J'avais mal. J'avais mal comme si je devenais infirme à sa place. Et une idée folle me
traversa l'esprit et les lèvres, avant que je ne puisse la retenir :
— Je ne peux pas peindre pour toi. Mais je peux te prêter mes yeux. Je connais cette côte par
cœur. Chaque recoin m'est familier. Et je peux tout te décrire.
Était-ce juste le fruit de mon imagination ? L'espace d'une seconde, je vis l'espoir animer
le regard mort de l'aveugle. Et il accepta.
5
Le reste des vacances, nous l'avons passé ensemble. Je venais le chercher à vélo, le matin.

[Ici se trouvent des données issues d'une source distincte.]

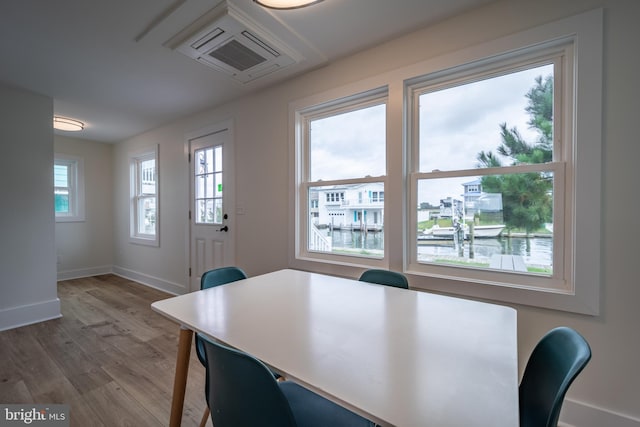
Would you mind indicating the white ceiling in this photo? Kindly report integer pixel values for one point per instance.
(104, 63)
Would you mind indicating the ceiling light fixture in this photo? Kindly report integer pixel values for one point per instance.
(286, 4)
(64, 123)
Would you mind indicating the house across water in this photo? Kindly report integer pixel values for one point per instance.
(348, 207)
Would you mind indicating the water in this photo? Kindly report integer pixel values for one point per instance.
(534, 250)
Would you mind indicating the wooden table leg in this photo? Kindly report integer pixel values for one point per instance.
(180, 380)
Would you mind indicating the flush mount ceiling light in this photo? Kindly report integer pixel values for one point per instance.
(286, 4)
(64, 123)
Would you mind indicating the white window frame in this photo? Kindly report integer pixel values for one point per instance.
(136, 196)
(303, 116)
(75, 186)
(575, 284)
(582, 264)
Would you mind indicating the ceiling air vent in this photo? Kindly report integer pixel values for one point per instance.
(230, 42)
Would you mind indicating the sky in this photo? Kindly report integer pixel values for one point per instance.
(455, 125)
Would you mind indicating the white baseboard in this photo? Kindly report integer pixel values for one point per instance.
(153, 282)
(14, 317)
(579, 414)
(84, 272)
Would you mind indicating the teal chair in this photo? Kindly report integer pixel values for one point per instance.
(553, 365)
(385, 277)
(210, 279)
(242, 392)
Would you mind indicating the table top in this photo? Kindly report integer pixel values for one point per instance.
(396, 356)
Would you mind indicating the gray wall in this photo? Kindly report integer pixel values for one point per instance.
(607, 393)
(86, 248)
(27, 255)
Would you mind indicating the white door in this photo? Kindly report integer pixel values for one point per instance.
(210, 222)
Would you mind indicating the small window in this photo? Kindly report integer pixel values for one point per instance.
(344, 170)
(144, 198)
(68, 181)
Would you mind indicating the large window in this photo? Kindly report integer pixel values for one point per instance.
(492, 178)
(68, 181)
(144, 197)
(343, 145)
(491, 145)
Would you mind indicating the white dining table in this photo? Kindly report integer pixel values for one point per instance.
(397, 357)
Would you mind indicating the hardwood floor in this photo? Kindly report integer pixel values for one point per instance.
(110, 357)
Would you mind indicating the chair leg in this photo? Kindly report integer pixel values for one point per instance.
(205, 417)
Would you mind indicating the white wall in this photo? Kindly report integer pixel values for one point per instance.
(607, 393)
(86, 248)
(27, 256)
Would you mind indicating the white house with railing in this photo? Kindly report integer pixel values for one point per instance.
(348, 207)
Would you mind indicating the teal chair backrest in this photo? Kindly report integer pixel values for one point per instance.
(553, 365)
(242, 391)
(210, 279)
(221, 276)
(385, 277)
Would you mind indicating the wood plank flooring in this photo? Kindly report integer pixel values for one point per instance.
(110, 357)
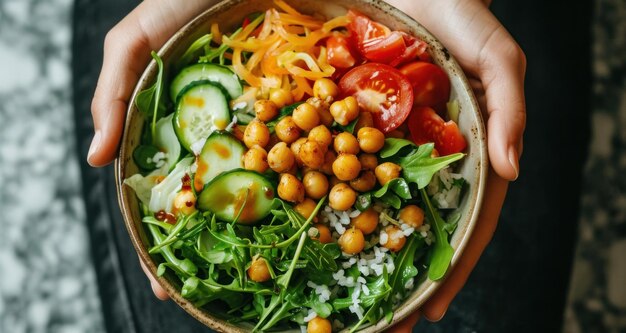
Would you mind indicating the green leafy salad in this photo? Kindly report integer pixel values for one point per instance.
(295, 175)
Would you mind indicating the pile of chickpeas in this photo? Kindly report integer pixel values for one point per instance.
(340, 165)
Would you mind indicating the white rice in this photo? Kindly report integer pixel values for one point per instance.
(310, 316)
(321, 290)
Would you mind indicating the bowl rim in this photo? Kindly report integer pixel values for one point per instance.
(207, 317)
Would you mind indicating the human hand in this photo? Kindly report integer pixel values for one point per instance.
(496, 67)
(491, 58)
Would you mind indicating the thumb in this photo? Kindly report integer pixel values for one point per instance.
(502, 70)
(126, 52)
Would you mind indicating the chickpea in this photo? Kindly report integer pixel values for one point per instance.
(329, 159)
(322, 108)
(185, 202)
(323, 233)
(333, 180)
(325, 89)
(311, 154)
(305, 208)
(396, 134)
(367, 221)
(295, 149)
(319, 325)
(346, 167)
(258, 271)
(255, 159)
(412, 215)
(290, 188)
(326, 118)
(345, 111)
(265, 110)
(287, 130)
(321, 134)
(256, 133)
(352, 241)
(368, 161)
(371, 140)
(281, 97)
(315, 184)
(395, 238)
(346, 143)
(386, 172)
(341, 197)
(365, 182)
(365, 120)
(306, 116)
(281, 158)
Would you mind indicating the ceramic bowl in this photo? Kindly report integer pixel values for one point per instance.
(229, 14)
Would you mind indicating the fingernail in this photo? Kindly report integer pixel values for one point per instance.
(95, 143)
(514, 161)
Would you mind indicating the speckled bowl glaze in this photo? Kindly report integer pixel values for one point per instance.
(229, 14)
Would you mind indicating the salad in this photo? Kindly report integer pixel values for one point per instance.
(298, 172)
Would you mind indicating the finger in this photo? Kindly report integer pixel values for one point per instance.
(406, 325)
(503, 67)
(495, 192)
(126, 53)
(158, 291)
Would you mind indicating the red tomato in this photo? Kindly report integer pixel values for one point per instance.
(431, 85)
(381, 90)
(378, 43)
(340, 52)
(426, 126)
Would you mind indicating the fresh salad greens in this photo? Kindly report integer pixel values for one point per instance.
(263, 207)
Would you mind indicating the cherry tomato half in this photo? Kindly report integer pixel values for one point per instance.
(378, 43)
(431, 85)
(381, 90)
(426, 126)
(341, 53)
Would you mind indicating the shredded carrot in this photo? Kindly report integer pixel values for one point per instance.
(285, 7)
(250, 28)
(251, 44)
(337, 22)
(285, 51)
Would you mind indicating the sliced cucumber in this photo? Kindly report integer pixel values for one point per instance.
(238, 192)
(167, 142)
(201, 109)
(221, 152)
(206, 72)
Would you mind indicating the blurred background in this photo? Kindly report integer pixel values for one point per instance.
(47, 274)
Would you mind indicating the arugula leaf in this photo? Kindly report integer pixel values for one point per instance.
(398, 186)
(321, 256)
(420, 167)
(192, 50)
(442, 251)
(393, 146)
(363, 201)
(148, 101)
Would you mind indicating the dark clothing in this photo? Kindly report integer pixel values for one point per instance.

On se promenait le long de la côte. Je m'arrêtai lorsqu'il le souhaitait, et je lui prêtais ma voix et
mes mots. Je me rappelle de sa chaleur, dans mon dos, sur mon vélo. De ses bras serrés autour de
ma taille. Qui se crispaient à chaque heurt. Il criait parfois de peur dans mon oreille, lorsque
j'allai trop vite. Il criait, et puis il riait. Il avait l'air heureux.
J'étais heureuse aussi. Je redécouvrais le plaisir d'être accompagnée. La solitude peut-être
douce, mais seulement lorsque l'on ne porte pas de blessure. Car sinon même la mer ne peut rien
pour nous, et le sel de son eau ronge nos plaies. La mer est belle. Mais elle l'est davantage à
deux.
Vint le jour de la séparation. Car je ne vivais sur la presque-île que pendant les vacances,
et l'été s'achevait. Je n'ai pas gardé un clair souvenir de nos adieux. Je sais juste que lorsque je lui
ai annoncé mon départ, ses yeux se sont perdus à nouveau, dans le vague, dans les vagues. Et j'ai
eu mal au cœur.
Vous connaissez maintenant mon histoire. J'aurais aimé qu'elle s'arrête là. Mais l'histoire
a une suite. L'histoire a une fin.
L'été suivant, je suis retournée à Quiberon. Seule. J'étais majeure. J'étais libre. J'étais en
manque. Alors j'ai jeté mes affaires dans le hall. J'ai enfourché mon vélo. J'ai roulé sans
m'arrêter jusqu'à notre point de rendez-vous. Ce coin de falaise si particulier où nous nous étions
rencontrés. J'ai couru vers la falaise. Il serait là. Il serait là. Il serait-là !
Il n'était pas là. Il n'y avait personne. Juste une croix, plantée au bord du gouffre.
Il n'était pas là, mais je pouvais l'imaginer. Le regard happé par la mer et sa beauté. Contemplant
le pied de la falaise. Là où s'écrasent les vagues.